CHANGES TO THIS POLICY
This Policy is current as of the effective date set forth above. We reserve the right to change this Policy from time to time without notice. Changes and modifications to this Policy will be effective immediately upon posting of the changes and modifications on the Website, except where prohibited by law. You are bound by any such revisions and should therefore periodically visit this page to review the current Policy. If at any time you choose not to accept the terms of this Policy, you should not use this Website.
If you have any questions, comments, or concerns about this Policy, please contact us in our role as data controller, at:
30 Broad St, Ste 1401
New York, NY 10004 firstname.lastname@example.org
For visitors from the European Economic Area or Switzerland, to contact our Data Protection Officer, please contact:
30 Broad St, Ste 1401
New York, NY 10004 email@example.com
Telephone: +1 646-893-4489
California residents have certain rights with respect to the personal information collected by businesses. If you are a California resident, you may exercise the following rights regarding your personal information, subject to certain exceptions and limitations:
· The right to know the categories and specific pieces of personal information we collect, use, disclose, and sell about you; the categories of sources from which we collected personal information about you; our purposes for collecting or selling personal information about you; the categories of personal information about you that we have either sold or disclosed for a business purpose; and the categories of third parties with which we have shared personal information.

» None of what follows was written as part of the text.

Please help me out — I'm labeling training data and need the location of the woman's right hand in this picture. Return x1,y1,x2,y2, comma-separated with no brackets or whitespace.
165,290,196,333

· The right to request that we delete the personal information we have collected from you.
· The right to opt-out of our sale(s) of your personal information. Please note that if you opt out of certain types of sales, we will be unable to provide you with the services that rely on such sales.
· The right not to receive discriminatory treatment for the exercise of the privacy rights conferred by the CCPA.
California’s “Shine the Light” law provides that entities who do business with California residents who provide personal information in obtaining products or services for personal, family, or households provide those residents with information about the customer information shared with other businesses for the direct marketing uses of said third party businesses once per year upon request. If applicable, this information would include the categories of customer information and the names and addresses of those businesses with which we shared customer information for the immediately prior calendar year (e.g. requests made in 2008 will receive information regarding 2007 sharing activities).
To obtain this information, please send an email message to firstname.lastname@example.org with “Request for California Privacy Information, in the subject line and in the body of your message. We will provide the requested information to you at your e-mail address in response.
Please be aware that not all information sharing is covered by the “Shine the Light” requirements and only information classified as covered sharing will be included in our response.